Thursday, 14 November 2013

Richard II, Showcase Cinema de Lux, Bristol, Wednesday 14th November 2013


As the queue for Screen 11, the largest in Cabot Circus’ Cinema de Lux, wound around the concourse, I pondered the new-found passion of Bristolians for the works of the Bard.  Or were so many of them waiting to see this inaugural live broadcast from the Royal Shakespeare Theatre in Stratford simply because David Tennant was playing the titular role?  Yet there wasn’t as much as a glimpse of a sonic screwdriver to be seen the length of the line. 

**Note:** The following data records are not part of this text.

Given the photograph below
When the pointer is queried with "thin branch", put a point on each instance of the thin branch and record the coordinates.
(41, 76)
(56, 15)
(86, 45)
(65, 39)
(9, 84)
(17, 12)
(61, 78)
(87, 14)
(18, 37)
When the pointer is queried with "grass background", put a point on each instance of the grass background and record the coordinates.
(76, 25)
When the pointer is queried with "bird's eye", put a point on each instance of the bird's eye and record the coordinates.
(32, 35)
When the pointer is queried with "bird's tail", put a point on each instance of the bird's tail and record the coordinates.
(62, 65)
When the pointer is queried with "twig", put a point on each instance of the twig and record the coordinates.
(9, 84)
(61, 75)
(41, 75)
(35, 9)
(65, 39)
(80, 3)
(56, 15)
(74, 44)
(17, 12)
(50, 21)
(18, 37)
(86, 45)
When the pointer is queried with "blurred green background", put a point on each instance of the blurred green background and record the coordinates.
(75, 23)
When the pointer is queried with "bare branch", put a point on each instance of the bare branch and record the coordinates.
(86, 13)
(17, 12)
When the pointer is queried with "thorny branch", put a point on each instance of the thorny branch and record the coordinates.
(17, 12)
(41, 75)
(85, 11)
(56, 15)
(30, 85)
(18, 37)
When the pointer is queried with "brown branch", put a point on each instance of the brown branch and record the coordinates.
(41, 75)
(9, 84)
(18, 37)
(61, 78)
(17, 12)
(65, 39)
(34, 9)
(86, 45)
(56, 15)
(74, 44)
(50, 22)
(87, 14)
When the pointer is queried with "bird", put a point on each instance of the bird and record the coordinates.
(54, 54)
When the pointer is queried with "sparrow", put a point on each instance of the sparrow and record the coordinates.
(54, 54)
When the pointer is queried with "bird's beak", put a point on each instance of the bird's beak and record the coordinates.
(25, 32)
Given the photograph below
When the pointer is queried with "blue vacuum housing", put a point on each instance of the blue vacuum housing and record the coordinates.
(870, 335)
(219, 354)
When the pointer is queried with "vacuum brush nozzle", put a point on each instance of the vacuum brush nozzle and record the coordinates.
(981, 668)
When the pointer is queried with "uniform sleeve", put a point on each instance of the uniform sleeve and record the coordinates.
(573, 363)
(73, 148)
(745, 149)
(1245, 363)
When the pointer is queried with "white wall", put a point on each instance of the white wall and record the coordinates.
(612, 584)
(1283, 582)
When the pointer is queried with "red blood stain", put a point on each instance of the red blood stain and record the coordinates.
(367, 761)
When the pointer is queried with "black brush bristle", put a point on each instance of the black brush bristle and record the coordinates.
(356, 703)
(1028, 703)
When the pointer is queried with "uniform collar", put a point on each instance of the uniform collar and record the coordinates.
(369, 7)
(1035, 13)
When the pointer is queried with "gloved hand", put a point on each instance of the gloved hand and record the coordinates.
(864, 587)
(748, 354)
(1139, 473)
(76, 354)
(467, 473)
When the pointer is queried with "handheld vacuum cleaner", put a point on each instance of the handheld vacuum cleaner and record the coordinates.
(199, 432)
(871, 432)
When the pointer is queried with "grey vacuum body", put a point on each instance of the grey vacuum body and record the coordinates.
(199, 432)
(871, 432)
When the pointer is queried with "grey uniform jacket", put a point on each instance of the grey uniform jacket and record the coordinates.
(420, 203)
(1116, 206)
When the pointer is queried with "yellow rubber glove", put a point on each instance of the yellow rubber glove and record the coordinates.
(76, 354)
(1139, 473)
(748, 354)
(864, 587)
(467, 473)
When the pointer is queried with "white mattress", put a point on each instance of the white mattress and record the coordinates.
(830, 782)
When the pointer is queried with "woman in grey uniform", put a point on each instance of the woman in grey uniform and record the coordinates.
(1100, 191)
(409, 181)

The evening’s entertainment began with a quaint 1950s introduction to Stratford, followed by a behind-the-scenes peek at the current production.  In between were shots of the stage with a set which looked holographic but actually comprised curtains of hanging chain onto which was projected the image of a soaring nave.  Into these regal surroundings sweeps the fickle, unconscionable Richard, who, having sanctioned the murder of his uncle, the Duke of Gloucester, banishes his loyal agent, Mowbray, and Mowbray’s accuser, Bolingbroke, even as his victim’s coffin stands centre stage, before seizing Bolingbroke’s inheritance on the death of his father, John of Gaunt. 

It is hard to sympathise with the narcissistic, tyrannical King, but with Queen Elizabeth regarding the usurper Bolingbroke as a threat to the divine right of monarchy, that is what Shakespeare (wisely) asks us to do.  Thus, as his allies desert him and power shifts to the brusque and brutal Bolingbroke, newly returned from exile, the increasingly vulnerable Richard becomes – well, pitiable.

The paradox of this fey, self-defeating ruler is that he only grows in authority as his authority wanes.  Only when he has lost his kingship does Richard appear to value it, only then does the ‘hollow crown’, which earlier slipped almost over Tennant’s eyes, finally seem to fit. 

‘You can’t feel sorry for him!’ hissed my partner as we left the cinema. ‘Remember the Peasants' Revolt!’ But I was eavesdropping on the comments of the audience, in particular those who might have attended in the hope of seeing a reprise of ‘The Shakespeare Code’, when Doctor Who encounters a Bard in the process of writing his play, Love’s Labours Won.  The mood was enthusiastic, surprised even that the language had been a lot easier to understand than they had expected, and with the news that the screening had played to over 60,000 people and generated over £1 million in box office receipts in the UK alone, with more than 34,000 schoolchildren due to see it two days later, this has to be a cause for celebration.